Orthodoxy is not so individualistic. The orthodox view does not reject that the Holy Spirit comes upon and indwells believers individually. The rite of confirmation would make very little sense otherwise. In orthodoxy, however, the indwelling of the Holy Spirit refers primarily to the Church as the collective Body of Christ and it is that collective body that is the primary recipient of the ministry of guidance into truth.
This does not mean that the correct interpretation of the Scriptures is what the authorities of the Church at any given particular time say it is. This was the arrogant position taken by the corrupt ecclesiastical officials whose abuse of their position by using a bad theology of salvation developed in the late Middle Ages to prey upon people’s fear of hell and purgatory to extort money from them prompted the response of the Protestant Reformers whose assertion of the supremacy of Scriptural authority, in the unfortunate terminology of Sola Scriptura, eventually led to the fundamentalist position. The Church as the collective Body of Christ, includes not just believers alive today (the Church Militant), but past generations who have passed into the presence of Christ (the Church Triumphant) as well. If the Church as the collective whole of the Body of Christ is the recipient of Christ’s promise that the Spirit of Truth would guide us into all truth then these past generations must be included as well. What this means is that for the Church today to be led into truth and not slide into error it must listen carefully to how past generations of Christians have understood the Scriptures.
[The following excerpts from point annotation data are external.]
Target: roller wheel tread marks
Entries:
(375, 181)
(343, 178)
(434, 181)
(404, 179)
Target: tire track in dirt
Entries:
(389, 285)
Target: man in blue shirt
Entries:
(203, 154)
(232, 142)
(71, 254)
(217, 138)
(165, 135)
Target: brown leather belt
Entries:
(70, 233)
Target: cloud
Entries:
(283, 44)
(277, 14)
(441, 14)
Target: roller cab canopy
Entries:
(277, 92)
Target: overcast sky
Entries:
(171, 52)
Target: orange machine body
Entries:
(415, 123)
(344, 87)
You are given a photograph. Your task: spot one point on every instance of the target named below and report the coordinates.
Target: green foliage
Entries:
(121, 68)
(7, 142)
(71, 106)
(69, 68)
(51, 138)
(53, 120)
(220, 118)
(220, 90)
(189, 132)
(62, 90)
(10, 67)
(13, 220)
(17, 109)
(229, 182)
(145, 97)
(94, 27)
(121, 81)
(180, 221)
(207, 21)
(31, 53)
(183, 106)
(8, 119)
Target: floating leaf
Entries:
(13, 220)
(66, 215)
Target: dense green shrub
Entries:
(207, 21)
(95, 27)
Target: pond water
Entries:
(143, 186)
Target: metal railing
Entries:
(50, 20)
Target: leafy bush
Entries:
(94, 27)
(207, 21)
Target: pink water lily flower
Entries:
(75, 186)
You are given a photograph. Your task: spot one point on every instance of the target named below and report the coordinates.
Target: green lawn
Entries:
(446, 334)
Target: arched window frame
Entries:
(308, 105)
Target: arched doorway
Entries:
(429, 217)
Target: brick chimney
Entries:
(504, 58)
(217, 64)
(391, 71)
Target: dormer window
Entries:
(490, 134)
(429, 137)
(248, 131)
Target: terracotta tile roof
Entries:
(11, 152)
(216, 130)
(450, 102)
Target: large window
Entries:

There is no formula for doing this. The idea that everything can be reduced to a formula or technique is the great heresy of the Modern Age in philosophy, science and politics as well as in theology and religion. There are principles to guide us, however, one of these being the classical canon found in the
Commonitory of St. Vincent of Lerins, which is that we should hold to “that which has been believed everywhere, always and by all.” These are not absolute terms, otherwise we would be looking for an extremely low, lowest common denominator, but it means that we should listen to what has been persistently taught, throughout the whole Church and not just in one branch, arm, sect, or locality, from the earliest times. To do so, will not lead us anywhere close to modernism, liberalism, neo-orthodoxy, or any of the various other forms of latter day unbelief, but will give us a fuller understanding of the truth than that which is found in fundamentalism.